“The Disappearing Act: Global Insect Decline and Our Looming Ecological Catastrophe”
News from our rainforest mountain biome in southeast Puerto Rico
As an inhabitant of Puerto Rico’s lush rainforest for the last twenty-two years, I am witnessing a devastating phenomenon firsthand: the severe decline of insect populations in our forest. I have not done a scientific study on this, and I am not an entomologist, but I live here, and am seeing it with my own eyes. I feel impelled to alert the world, as many others already have, to the harsh reality that the decreasing numbers of these tiny creatures pose an existential threat to our planet. Studies conducted over the past few decades demonstrate that insect populations are plummeting globally. This trend endangers not only the health of our ecosystems but also the stability of our food supply and, ultimately, our very existence as human beings. I feel it is urgent to delve into the causes of this decline in insect populations and the consequences that it will bring and offer some solutions to prevent this ecological crisis from escalating further, if that is possible.

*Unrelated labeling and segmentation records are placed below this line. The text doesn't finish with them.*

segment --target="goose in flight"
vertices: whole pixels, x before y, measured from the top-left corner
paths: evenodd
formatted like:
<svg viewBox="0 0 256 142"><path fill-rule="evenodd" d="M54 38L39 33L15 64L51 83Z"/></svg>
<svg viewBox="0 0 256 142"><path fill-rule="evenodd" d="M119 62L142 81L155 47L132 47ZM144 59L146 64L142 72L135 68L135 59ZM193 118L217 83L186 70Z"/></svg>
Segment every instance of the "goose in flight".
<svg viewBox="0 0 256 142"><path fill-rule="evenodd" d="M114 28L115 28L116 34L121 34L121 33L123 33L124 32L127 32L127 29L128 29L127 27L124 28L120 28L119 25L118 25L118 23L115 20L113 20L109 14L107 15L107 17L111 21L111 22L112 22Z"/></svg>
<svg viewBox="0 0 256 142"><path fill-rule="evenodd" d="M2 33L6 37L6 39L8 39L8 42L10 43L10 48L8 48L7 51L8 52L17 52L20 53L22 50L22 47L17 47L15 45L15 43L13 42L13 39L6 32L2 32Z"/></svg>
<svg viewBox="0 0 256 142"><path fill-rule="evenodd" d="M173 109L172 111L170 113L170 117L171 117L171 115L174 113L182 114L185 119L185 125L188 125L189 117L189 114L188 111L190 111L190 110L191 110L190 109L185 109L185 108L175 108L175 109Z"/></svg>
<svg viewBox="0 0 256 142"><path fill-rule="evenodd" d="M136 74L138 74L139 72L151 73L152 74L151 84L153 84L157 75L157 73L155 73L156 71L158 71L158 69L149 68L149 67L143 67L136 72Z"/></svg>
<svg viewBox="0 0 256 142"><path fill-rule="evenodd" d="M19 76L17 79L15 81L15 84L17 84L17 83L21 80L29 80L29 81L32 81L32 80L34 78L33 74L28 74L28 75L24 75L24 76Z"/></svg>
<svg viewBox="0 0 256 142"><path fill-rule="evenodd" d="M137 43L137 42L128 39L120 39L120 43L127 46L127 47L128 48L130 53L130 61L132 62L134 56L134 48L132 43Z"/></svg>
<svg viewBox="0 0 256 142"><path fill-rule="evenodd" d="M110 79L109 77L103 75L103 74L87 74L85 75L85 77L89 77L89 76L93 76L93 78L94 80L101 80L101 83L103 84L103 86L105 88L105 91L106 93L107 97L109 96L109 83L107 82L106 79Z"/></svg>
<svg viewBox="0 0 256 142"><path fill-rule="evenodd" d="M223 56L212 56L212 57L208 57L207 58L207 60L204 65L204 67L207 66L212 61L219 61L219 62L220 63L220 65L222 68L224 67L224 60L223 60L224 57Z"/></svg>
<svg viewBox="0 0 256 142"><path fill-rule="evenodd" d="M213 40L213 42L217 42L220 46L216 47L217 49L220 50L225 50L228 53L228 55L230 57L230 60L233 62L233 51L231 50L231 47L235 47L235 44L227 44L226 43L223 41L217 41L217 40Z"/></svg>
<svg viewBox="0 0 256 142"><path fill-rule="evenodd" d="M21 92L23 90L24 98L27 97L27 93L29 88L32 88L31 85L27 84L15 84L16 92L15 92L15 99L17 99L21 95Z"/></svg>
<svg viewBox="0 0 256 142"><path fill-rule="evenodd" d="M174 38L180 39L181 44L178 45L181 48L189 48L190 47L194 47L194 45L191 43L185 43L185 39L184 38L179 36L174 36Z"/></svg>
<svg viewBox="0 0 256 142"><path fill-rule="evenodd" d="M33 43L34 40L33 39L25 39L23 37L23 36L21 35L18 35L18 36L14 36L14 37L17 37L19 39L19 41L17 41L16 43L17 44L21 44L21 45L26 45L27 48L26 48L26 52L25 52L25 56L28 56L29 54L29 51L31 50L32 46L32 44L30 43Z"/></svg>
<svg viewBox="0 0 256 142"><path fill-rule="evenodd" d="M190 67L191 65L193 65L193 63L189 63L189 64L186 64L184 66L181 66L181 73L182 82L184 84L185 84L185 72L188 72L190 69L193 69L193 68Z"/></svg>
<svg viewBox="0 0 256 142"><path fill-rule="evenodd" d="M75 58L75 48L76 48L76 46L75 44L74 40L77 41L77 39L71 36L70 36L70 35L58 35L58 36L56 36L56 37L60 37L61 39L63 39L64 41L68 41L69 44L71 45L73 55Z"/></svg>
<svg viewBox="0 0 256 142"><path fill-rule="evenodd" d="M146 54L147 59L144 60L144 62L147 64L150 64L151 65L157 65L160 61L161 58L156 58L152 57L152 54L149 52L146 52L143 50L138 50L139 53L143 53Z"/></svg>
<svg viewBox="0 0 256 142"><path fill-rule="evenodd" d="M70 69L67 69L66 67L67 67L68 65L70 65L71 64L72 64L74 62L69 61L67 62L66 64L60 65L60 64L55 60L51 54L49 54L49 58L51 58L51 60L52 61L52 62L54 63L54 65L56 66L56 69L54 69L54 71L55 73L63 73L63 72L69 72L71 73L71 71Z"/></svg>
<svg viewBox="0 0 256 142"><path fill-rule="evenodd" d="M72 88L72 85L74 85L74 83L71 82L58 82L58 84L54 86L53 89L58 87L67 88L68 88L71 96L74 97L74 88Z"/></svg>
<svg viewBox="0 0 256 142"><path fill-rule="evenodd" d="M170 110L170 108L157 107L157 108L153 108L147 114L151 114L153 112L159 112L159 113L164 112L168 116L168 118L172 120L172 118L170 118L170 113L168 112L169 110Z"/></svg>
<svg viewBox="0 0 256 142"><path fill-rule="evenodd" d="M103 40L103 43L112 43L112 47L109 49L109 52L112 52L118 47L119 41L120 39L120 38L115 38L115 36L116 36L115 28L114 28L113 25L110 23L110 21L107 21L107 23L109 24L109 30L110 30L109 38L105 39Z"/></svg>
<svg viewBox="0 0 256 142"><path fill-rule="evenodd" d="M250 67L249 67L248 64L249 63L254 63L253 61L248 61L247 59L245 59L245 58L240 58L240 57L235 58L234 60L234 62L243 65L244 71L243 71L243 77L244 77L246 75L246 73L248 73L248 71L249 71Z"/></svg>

Despite the crucial role that insects play in sustaining our environment, they face a daunting enemy: humans, who squeal in ignorance and fear. Phobias, hatred, and general disdain for bugs are so widespread in our society that any conservation efforts are seriously hindered. It is high time that we take this matter seriously and act decisively to prevent the disastrous consequences of insect decline. As a concerned citizen, I implore you to join me in spreading awareness about this critical issue and advocating for effective measures to protect the insect world. Our survival as a species depends on it.
1. Causes of insect decline. Mainly humans, as well as invasive species, pesticide use, habitat loss, and climate change.
A. Loss of Habitat. This is a major factor in the decline of insects. Natural ecosystems are being lost as human populations rise to make room for agriculture, urbanization, and infrastructural development. Insect populations drop because of the loss of different habitats that provide insects with food and places to breed.